Re: The phishers are getting cannier

Postby Tangled Metal » 20 Dec 2017, 10:55am

Paulatic wrote:
Tangled Metal wrote:.

BTW what benefit is PayPal? You can pay direct from bank account, credit or debit card so why use PayPal? It's a middle man you're paying for right?


Wrong, doesn’t cost me anything to pay through Paypal. I’ve a verified account
Selling on EBay is a different matter of course.

It's a service and a business, someone is paying for it at one end or another. If not you then the business you're buying from our some other entity.

As for entering card details each time. You can scan cards in seconds, the few bits you have to enter after that takes seconds to do. I've been buying online a lot recently (birthdays and Xmas makes December a costly month). The biggest delay in the checkout stages I've encountered are the long winded step by step process some online retailers use. There's good online retailers that you can go from clicking on checkout to order confirmation in less than a minute. Others your there for the minutes going through their long winded process. The actual card entry stage on those are a small part of the process in terms of time IME.

Of course it's easier to buy online from a phone or tablet with a camera to scan your cards. Making sure you don't let it record them of course.

Perhaps I'm a distrusting type but giving PayPal my card details to store is a worse option than having to enter the details each time. As far as the security of the actual money transfer process it's probably not that different.

Personal choice I guess and whatever works for you.

Vorpal
Moderator
Posts: 17700
Joined: 19 Jan 2009, 3:34pm
Location: Not there ;)

Re: The phishers are getting cannier

Postby Vorpal » 20 Dec 2017, 10:56am

kwackers wrote:They're usually pretty easy to spot - mainly because they have to put links in otherwise there's no point. Check the URL of the link - it's always something daft.
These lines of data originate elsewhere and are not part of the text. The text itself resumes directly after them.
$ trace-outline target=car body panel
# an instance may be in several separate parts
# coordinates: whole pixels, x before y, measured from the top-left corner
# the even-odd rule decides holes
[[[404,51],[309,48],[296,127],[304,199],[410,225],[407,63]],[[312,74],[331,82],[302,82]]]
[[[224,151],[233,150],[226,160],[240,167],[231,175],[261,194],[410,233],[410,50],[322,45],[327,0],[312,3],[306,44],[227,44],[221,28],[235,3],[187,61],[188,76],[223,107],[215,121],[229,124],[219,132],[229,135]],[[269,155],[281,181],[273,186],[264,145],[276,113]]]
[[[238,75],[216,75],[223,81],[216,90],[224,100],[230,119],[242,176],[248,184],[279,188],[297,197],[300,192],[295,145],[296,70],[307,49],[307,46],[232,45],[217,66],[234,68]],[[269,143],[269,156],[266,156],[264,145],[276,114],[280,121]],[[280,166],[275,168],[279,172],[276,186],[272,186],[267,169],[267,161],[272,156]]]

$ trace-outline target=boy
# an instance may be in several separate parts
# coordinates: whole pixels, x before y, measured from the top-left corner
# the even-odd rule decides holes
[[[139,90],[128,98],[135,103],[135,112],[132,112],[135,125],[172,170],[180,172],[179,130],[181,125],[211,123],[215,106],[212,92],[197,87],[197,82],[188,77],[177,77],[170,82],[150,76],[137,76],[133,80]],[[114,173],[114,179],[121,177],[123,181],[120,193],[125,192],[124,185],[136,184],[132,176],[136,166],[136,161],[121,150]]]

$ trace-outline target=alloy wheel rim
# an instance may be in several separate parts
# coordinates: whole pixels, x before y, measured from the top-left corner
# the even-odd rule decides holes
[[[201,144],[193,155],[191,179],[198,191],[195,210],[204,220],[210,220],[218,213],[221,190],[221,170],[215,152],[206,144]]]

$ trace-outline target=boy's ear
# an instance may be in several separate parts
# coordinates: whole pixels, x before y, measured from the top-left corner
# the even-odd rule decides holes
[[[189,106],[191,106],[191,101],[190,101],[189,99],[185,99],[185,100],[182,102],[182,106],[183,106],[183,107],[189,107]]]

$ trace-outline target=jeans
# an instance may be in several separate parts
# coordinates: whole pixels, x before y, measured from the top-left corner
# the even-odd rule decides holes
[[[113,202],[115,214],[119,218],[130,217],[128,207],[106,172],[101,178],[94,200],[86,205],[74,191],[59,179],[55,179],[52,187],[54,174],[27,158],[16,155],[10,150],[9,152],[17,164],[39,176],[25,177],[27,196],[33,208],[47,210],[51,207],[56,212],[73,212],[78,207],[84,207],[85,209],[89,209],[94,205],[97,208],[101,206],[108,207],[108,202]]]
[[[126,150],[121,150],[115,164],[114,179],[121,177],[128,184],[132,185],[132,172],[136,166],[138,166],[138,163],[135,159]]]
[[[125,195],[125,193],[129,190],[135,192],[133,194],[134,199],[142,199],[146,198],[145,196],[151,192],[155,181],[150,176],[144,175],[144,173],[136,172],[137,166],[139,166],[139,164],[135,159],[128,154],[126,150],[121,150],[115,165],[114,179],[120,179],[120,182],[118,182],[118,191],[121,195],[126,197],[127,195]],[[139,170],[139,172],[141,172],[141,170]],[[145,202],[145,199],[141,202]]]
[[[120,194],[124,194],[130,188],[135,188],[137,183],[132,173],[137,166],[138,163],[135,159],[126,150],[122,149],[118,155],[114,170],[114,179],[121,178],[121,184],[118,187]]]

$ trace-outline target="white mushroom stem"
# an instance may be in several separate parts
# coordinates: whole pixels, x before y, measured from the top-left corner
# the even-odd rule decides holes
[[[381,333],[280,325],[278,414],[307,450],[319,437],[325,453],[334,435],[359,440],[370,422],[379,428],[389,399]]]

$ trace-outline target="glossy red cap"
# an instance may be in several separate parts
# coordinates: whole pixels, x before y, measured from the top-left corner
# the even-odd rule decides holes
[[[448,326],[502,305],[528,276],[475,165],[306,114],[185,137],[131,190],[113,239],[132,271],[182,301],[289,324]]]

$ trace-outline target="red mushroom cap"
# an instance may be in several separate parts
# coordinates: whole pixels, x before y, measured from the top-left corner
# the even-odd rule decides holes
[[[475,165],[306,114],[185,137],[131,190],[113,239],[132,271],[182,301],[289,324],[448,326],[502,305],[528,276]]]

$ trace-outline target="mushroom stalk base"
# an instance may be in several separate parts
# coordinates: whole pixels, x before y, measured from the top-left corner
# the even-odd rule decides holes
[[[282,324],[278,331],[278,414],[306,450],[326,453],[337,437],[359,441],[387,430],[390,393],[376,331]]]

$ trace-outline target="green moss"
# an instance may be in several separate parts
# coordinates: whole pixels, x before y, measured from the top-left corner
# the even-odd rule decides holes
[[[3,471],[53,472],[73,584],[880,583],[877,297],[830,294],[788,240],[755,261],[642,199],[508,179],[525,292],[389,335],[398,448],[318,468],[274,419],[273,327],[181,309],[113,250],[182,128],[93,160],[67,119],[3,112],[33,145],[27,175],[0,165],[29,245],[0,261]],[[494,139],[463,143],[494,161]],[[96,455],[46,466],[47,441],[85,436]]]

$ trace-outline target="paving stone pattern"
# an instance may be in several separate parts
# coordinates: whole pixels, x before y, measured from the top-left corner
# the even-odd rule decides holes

It's not always daft. Sometimes it's quite close to the real thing. They leave out a letter, or have a different country extension, or add something onto the end, but it otherwise looks close enough that you'd have to think about it or read it carefully.

I've received bank phishing mails that were like that.
“In some ways, it is easier to be a dissident, for then one is without responsibility.”
― Nelson Mandela, Long Walk to Freedom

kwackers
Posts: 14009
Joined: 4 Jun 2008, 9:29pm
Location: Warrington

Re: The phishers are getting cannier

Postby kwackers » 20 Dec 2017, 11:27am

Tangled Metal wrote:Perhaps I'm a distrusting type but giving PayPal my card details to store is a worse option than having to enter the details each time.

How can that be true?
Paypal have a business built on trust. Web stores on the other hand - how do you know they destroy that data? Sure the bigger ones have an incentive to garner your trust but is that true for every one of the millions of stores on the web?

When people have dodgy transactions on their cards it's a given their card was skimmed either by a website or physically in a location. IMO Paypal is very much less of a gamble than pretty much anywhere else.